As a container vessel from Shanghai was berthed at an anchorage ground along the Yangtze River, China’s longest watercourse, in Yichang, central China’s Hubei province, Xi Yingjun, captain of the vessel, submitted a list of pollutants generated by the crew members in nearly 10 days, including 2.5 cubic meters of domestic sewage, on a mobile app.
Then the list was received by Zhang Shouzhi, captain of a ship responsible for receiving the pollutants, who later commanded his crew to pilot the ship to a designated area to pick up the garbage.
Ten minutes later, the two vessels were berthed shoulder to shoulder, and the domestic sewage was pumped to Zhang’s ship, after which both captains received an electronic bill indicating the time and transfer volume on their mobile phones.
The Yichang section of the Yangtze River stretches 232 kilometers and is passed by around 60,000 vessels each year.

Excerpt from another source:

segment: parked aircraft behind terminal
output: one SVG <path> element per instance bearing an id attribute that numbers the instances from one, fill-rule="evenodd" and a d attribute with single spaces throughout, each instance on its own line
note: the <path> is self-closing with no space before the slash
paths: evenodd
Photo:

Therefore, it’s not rare to see a vast number of vessels anchored there waiting for inspection before passing ship locks.
In order to save time and reduce cost, most ships choose to have their pollutants transferred while they are waiting for inspection, according to Hu Jixue, head of a law enforcement detachment for waterway transport in Yichang.

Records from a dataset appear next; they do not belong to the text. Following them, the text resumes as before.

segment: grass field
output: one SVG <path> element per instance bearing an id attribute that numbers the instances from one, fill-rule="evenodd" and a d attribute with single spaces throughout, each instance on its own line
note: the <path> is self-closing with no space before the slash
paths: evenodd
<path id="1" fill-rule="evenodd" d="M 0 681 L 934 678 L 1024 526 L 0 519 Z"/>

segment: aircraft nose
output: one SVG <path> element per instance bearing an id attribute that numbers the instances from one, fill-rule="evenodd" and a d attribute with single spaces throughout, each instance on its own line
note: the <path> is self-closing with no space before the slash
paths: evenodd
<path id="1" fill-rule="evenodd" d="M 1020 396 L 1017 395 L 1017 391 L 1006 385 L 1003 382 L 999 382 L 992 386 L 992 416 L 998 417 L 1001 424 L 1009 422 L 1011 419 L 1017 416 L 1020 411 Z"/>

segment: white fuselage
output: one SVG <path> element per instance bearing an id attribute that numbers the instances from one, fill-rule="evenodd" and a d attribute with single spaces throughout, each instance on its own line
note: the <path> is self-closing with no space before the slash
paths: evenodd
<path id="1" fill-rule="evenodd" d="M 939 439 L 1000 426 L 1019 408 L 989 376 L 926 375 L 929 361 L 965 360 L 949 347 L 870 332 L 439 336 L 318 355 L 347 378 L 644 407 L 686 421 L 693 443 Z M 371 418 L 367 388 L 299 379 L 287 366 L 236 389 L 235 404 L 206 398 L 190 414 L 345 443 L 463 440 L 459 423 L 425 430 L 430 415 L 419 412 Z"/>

“Vessels often spend a long time in the section due to the huge traffic, and the handover, transfer and disposal of pollutants are a big headache for us,” Hu told People’s Daily.
Apart from domestic sewage, vessels also produce residential waste and oily wastewater, the disposal of which is supervised by different regulators, for example, the housing and urban-rural development bureau, urban management law-enforcement bureau, and environmental authority, Hu said.

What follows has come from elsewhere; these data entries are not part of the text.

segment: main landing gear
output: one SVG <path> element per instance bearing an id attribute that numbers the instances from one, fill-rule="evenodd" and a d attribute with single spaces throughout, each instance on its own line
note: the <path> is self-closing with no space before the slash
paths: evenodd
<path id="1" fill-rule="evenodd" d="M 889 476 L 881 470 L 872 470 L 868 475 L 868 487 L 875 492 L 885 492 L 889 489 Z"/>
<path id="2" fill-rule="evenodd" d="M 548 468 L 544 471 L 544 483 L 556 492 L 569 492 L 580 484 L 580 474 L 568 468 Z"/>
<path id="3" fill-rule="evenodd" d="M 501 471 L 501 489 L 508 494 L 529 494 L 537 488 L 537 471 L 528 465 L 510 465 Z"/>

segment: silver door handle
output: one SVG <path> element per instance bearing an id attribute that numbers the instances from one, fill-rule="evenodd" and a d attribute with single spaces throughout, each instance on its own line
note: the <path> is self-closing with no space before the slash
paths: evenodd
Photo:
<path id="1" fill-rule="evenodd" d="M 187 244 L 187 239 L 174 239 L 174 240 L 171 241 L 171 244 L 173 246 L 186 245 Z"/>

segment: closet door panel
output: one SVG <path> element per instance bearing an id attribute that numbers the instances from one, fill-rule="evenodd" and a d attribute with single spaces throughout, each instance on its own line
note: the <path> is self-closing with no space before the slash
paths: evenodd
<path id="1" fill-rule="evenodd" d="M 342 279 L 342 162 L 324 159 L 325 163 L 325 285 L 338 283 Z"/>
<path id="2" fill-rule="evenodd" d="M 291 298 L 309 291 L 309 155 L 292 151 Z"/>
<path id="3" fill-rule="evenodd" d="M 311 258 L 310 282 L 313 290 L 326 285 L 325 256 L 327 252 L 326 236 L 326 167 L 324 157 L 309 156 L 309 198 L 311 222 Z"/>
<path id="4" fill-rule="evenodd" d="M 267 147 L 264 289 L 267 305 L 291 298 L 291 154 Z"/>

In addition, ships and ports are administered separately by the department of maritime affairs and transport department, which made it even more difficult to efficiently and properly remove and dispose pollutants from passing vessels, he said.
“Where do pollutants come from and where will they be taken? No one could explain it clearly because of the lack of communication in the past,” Hu added.
In 2019, Jingxiaoyi, which literally means “a clean Yichang” in Chinese, a collaborative governance information system for addressing pollutants from ships was launched by Yichang. Comprising a mini-program on WeChat, a backend database, and a big display screen, the system is both an instrument for receiving, transferring, and disposing pollutants from vessels and an open platform for collaborative supervision and control among different authorities.
After Zhang once again opened the mini-program at noon and submitted an application to transfer the domestic sewage he received from Xi’s container vessel, the sewage pump on his ship was connected to a sanitary sewer on the riverbank under the operation of Yang Hongxin, a dispatcher at a wharf where received pollutants are transferred. Then the sewage entered the municipal sewage pipe network for bio-safety disposal.
Meanwhile, the whole process of the transfer was displayed in real time on the big screen of an intelligent management center of Yichang’s bureau of transport, so that the whereabouts of the pollutants are totally trackable for supervisory and regulatory authorities.
“Domestic wastewater is transferred by the wharf before being directly discharged into the municipal sewage network. Domestic solid waste is taken care of by the environmental authority, which transfers it to solid waste treatment center by sanitation vehicles. And oily wastewater is taken to oil refineries by oil tank trucks after pretreatment at the wharf,” introduced Li Xian, an executive with the intelligent management center.
The mini-program has broken the information barriers between supervisory and regulatory authorities, thus enabling closed-loop management of the whole process, he added.
According to Li, as of April 27, 2021, a total of 111,885 batches of pollutants had been transferred on the Yichang section of the Yangtze River under the assistance of Jingxiaoyi since November 2019, when the system was launched, including 2,002.7 tonnes of domestic solid waste, 81,747.5 cubic meters of domestic wastewater, and 5,408.3 cubic meters of oily wastewater.
It is learned that the handover, transfer, and disposal of domestic solid waste and domestic wastewater are free services.